Software Architecture for Big Data and the Cloud | 2017
Deepak Poola; Mohsen Amini Salehi; Kotagiri Ramamohanarao; Rajkumar Buyya
During the recent years, workflows have emerged as an important abstraction for collaborative research and managing complex large-scale distributed data analytics. Workflows are increasingly becoming prevalent in various distributed environments, such as clusters, grids, and clouds. These environments provide complex infrastructures that aid workflows in scaling and parallel execution of their components. However, they are prone to performance variations and different types of failures. Thus, workflow management systems need to be robust against performance variations and tolerant against failures. Numerous research studies have investigated fault-tolerant aspect of the workflow management system in different distributed systems.
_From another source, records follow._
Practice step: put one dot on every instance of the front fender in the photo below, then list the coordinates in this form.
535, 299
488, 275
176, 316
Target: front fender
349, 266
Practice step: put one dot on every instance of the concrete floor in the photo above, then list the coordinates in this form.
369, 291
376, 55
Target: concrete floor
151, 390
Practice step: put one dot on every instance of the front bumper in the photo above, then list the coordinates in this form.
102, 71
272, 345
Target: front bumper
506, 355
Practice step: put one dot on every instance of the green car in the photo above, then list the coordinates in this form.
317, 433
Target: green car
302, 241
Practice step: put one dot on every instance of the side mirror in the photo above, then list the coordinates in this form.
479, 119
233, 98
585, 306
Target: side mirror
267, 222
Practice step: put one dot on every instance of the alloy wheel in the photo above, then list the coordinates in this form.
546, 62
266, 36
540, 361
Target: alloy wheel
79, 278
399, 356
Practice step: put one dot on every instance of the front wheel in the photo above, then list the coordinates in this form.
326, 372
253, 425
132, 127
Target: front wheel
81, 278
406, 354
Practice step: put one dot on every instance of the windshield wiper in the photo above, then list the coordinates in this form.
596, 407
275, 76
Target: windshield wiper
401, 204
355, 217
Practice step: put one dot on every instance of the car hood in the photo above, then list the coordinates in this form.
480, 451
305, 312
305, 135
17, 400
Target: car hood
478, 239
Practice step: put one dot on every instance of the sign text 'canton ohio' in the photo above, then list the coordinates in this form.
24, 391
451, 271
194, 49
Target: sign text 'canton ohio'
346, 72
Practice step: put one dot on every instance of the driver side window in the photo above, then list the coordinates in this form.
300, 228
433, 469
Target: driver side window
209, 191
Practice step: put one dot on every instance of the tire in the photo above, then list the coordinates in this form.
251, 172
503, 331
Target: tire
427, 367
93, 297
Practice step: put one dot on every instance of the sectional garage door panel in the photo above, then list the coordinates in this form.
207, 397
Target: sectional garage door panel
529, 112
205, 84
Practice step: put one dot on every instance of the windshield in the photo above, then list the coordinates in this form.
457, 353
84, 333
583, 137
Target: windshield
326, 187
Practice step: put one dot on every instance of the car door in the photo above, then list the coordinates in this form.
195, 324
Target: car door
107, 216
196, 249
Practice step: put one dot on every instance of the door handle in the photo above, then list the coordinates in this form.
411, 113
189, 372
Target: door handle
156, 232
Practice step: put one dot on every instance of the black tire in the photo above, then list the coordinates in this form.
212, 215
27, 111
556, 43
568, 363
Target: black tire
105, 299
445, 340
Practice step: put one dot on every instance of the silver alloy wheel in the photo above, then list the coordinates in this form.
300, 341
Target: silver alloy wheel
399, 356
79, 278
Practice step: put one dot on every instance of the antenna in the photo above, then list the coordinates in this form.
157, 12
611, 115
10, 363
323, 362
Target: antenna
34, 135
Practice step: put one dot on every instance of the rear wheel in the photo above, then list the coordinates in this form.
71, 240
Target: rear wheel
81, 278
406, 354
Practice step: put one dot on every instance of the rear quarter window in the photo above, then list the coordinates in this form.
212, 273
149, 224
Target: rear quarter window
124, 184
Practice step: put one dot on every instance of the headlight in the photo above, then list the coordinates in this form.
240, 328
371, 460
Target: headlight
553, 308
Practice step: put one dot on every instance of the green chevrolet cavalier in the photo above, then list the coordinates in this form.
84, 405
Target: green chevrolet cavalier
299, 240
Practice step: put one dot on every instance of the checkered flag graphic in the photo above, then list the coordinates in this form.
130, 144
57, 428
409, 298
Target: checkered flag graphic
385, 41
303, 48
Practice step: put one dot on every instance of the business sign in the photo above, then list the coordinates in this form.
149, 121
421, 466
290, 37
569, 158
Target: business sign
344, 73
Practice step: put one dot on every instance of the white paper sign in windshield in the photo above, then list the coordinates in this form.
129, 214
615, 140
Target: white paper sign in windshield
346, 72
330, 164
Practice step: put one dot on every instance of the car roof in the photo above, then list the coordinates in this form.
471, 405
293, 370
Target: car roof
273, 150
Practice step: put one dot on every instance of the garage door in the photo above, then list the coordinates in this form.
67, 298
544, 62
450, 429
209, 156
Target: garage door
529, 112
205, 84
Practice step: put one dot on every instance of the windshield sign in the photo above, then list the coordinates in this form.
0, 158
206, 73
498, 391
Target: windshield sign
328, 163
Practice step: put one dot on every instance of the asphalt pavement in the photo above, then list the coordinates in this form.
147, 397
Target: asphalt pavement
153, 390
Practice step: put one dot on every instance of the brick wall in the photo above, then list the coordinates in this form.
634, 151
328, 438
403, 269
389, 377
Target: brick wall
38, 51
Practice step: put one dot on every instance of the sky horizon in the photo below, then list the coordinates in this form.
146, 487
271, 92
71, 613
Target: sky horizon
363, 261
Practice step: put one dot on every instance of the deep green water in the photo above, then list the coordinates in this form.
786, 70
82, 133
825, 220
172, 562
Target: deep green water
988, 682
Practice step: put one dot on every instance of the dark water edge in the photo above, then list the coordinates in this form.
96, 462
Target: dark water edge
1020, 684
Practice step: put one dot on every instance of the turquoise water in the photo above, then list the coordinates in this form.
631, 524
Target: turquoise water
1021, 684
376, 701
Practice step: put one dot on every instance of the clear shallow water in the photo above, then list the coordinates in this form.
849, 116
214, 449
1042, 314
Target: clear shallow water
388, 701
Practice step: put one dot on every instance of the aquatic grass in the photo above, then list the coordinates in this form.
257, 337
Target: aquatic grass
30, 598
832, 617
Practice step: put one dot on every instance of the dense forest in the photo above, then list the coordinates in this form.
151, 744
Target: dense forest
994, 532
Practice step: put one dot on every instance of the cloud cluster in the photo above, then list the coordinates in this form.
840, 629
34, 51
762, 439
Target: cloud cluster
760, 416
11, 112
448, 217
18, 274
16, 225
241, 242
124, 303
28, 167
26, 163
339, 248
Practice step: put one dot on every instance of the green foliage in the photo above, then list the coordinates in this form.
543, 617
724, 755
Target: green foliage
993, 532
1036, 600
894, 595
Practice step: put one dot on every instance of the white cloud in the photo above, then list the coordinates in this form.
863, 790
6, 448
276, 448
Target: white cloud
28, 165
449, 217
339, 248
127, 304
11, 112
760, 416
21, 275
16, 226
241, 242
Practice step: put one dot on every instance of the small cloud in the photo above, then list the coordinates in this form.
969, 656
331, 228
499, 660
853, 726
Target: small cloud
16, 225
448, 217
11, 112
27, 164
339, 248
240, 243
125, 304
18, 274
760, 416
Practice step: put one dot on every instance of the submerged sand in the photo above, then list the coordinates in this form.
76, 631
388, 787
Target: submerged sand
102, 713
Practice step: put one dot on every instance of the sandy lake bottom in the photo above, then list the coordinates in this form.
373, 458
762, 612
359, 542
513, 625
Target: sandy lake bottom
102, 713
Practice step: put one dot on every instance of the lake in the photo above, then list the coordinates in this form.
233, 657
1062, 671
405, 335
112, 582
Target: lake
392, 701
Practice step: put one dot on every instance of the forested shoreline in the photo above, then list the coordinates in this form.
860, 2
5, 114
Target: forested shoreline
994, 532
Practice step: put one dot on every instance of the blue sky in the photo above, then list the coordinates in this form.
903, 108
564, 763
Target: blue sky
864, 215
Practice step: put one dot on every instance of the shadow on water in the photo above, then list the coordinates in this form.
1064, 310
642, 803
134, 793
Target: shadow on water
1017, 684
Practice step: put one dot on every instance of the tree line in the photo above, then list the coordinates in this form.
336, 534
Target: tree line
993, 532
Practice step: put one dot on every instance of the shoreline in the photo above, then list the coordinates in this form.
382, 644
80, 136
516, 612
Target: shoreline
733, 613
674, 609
In this study, we analyze these efforts and provide an in-depth taxonomy of them. We present the ontology of faults and fault-tolerant techniques then position the existing workflow management systems with respect to the taxonomies and the techniques. In addition, we classify various failure models, metrics, tools, and support systems. Finally, we identify and discuss the strengths and weaknesses of the current techniques and provide recommendations on future directions and open areas for the research community.